2 – 3 ) Les quatre grandes modalités du langage digital

La complexité de la communication digitale, dont on vient de prendre la mesure, se trouve encore accrue du fait que suivant les lieux, les moments et les circonstances de la vie, elle est susceptible de revêtir plusieurs modalités. Pour les besoins de l'analyse, on peut identifier quatre grands idéaux-types de langage digital : expressif, performatif, argumentatif et informatif. Bien entendu, ces types purs se trouvent toujours présents, selon des proportions variables, dans une communication réelle. On peut supposer qu’aux origines de l'humanité ces modalités langagières étaient indifférenciées, c'est à dire que la parole humaine mélangeait indistinctement les quatre registres. Mais le mouvement de l'histoire et l'avènement des premières grandes civilisations, avec en particulier l'invention de l'écriture, ont conduit peu à peu à une spécialisation de ces modes de communication .

 

le mode expressif : C’est sans doute le plus proche de la communication analogique. Il vise à exprimer les sentiments, l'émotion et à faire advenir chez l'auditeur une émotion semblable. On va y rencontrer tout ce qui relève du conte, du récit, du mythe, mais aussi de la poésie dont le discours rythmé se prête au chant et à l'accompagnement musical ou dansant. Dans les sociétés modernes, le mode expressif va nourrir l'univers de la littérature.

 

le mode performatif : La parole n'est plus ici considérée comme l'expression d'une pensée. Elle se définit comme la recherche d'une "transformation" dans une relation entre deux ou plusieurs personnes. Bien loin de rester au seul niveau des représentations, la parole opère directement par elle-même. "Dire, c'est faire" selon la formule du linguiste et philosophe britannique John Austin qui le premier a mis en évidence cette propriété. Ses travaux portaient sur les verbes performatifs, c'est à dire ceux qui ont pour caractéristique d'effectuer une action par le seul fait d'être prononcés : je promets, je m'engage, je donne ma parole, je déclare la séance ouverte, je te baptise, je te prends pour épouse, je signe (une pétition), etc. Après le prononcé d'une telle parole, rien n'est plus comme avant. La parole a été dite et il est très difficile de faire marche arrière ou comme on dit de se dédire.

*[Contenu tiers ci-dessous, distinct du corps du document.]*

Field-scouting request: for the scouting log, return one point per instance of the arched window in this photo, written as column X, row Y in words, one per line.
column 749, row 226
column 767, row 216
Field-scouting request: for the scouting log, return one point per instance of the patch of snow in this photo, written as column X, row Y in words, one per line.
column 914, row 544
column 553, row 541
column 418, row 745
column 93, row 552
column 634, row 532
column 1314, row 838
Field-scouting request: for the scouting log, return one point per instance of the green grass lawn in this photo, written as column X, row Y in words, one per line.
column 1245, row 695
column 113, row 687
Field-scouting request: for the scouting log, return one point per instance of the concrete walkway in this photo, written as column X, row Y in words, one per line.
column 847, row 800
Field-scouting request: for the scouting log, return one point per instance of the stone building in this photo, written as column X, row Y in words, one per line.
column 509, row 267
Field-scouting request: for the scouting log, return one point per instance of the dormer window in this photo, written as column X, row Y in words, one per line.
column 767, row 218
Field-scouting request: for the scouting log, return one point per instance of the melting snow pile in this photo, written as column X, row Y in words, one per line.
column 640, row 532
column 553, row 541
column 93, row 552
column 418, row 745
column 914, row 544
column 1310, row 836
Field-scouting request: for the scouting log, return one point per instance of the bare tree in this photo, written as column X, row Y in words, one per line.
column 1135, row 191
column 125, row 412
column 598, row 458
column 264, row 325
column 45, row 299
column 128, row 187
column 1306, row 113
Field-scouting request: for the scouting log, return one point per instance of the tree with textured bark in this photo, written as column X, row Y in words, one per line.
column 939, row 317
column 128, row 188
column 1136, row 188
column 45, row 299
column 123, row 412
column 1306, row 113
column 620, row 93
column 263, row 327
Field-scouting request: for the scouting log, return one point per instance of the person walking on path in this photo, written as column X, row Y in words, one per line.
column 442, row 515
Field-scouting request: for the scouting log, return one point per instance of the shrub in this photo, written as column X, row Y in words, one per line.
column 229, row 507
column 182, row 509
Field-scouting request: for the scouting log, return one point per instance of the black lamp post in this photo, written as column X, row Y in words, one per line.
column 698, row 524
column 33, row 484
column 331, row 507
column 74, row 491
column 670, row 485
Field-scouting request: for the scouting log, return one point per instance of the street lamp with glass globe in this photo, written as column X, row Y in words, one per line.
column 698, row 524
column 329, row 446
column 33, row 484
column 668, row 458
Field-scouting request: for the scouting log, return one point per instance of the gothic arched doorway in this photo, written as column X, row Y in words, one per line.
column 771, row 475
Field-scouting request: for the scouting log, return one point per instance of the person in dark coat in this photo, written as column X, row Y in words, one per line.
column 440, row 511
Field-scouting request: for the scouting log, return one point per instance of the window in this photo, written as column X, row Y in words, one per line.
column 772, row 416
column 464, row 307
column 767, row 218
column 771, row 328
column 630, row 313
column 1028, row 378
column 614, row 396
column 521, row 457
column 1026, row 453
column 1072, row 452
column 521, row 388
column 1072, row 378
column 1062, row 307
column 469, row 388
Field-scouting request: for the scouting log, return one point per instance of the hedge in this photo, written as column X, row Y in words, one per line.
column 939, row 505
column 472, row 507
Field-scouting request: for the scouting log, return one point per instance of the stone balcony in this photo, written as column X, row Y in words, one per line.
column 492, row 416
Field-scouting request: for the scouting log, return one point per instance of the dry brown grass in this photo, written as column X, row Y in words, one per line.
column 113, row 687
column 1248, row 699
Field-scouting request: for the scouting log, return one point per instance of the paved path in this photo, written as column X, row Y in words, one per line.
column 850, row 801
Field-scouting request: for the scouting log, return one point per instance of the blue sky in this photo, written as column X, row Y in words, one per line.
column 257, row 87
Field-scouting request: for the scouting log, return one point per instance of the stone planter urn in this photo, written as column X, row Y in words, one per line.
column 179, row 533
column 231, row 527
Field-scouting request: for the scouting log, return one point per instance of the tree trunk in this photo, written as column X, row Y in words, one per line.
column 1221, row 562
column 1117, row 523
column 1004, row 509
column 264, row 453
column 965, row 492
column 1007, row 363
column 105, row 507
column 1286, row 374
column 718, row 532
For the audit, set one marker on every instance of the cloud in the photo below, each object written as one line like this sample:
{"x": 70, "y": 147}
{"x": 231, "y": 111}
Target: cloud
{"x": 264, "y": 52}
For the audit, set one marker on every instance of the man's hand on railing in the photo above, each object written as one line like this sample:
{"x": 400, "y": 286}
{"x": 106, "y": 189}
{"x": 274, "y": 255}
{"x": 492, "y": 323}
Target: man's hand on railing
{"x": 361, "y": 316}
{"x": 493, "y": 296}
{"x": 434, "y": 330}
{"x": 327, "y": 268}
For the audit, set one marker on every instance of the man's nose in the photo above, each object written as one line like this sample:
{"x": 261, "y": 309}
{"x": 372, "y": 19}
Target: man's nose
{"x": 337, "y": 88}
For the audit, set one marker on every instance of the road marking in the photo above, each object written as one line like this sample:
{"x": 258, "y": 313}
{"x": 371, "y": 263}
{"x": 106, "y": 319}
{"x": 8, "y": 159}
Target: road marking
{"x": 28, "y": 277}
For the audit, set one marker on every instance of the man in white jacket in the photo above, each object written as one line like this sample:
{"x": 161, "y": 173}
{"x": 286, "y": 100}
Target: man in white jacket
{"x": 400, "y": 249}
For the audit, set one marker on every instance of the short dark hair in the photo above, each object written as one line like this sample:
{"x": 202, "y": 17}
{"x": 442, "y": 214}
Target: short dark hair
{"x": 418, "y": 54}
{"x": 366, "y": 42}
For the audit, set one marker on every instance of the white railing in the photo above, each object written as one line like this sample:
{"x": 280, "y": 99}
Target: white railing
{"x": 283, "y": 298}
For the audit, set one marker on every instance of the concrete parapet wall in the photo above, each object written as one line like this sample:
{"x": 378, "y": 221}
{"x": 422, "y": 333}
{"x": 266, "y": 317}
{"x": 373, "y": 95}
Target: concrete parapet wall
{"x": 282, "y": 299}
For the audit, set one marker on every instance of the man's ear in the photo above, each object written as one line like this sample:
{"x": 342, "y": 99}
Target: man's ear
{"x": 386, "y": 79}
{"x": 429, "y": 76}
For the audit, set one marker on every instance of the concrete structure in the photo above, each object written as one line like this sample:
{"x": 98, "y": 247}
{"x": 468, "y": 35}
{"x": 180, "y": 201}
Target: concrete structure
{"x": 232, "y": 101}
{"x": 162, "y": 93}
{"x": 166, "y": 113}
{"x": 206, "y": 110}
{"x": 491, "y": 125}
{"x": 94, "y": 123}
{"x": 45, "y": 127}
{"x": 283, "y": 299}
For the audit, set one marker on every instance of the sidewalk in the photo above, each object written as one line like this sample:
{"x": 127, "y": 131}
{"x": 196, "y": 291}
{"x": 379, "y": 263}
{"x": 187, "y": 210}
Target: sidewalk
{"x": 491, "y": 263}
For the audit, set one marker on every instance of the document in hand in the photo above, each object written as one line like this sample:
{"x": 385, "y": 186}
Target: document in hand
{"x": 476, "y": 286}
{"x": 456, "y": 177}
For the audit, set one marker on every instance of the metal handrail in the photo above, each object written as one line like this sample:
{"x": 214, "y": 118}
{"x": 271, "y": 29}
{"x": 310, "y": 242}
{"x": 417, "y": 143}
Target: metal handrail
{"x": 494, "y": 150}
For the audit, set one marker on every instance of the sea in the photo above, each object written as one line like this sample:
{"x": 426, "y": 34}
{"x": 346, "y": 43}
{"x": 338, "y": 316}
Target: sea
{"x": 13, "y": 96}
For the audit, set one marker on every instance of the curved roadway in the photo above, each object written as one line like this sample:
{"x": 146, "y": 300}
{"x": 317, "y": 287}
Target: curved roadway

On peut supposer que dans les sociétés archaïques, ce rôle performatif de la parole a été très important pour structurer, sous forme contractuelle, les alliances matrimoniales, les rapports entre groupes, les traités entre tribus et entre cités. Le droit peut être considéré, à certains égards, comme l’héritier du mode performatif.

 

le mode informatif : Selon Edgar Morin, il émerge dès le paléolithique pour les besoins des grandes chasses, lesquelles supposent de mettre en œuvre des coordinations délicates et précises. Mais c'est dans les cités-Etats de l'Antiquité, avec l'invention de l'écriture, que le mode informatif va connaître un grand saut quantitatif. Véritable mémoire collective externalisée, rendue nécessaire par la multiplication des biens et la spécialisation des tâches, l'écriture remplit une fonction d'inventaire et d'enregistrement. Exigeant un lexique et un code communs, l'écriture porte déjà en germe ce que deviendra la communication informationnelle dans les sociétés modernes, avec l'invention de l'informatique et de toutes les techniques qui lui sont associées.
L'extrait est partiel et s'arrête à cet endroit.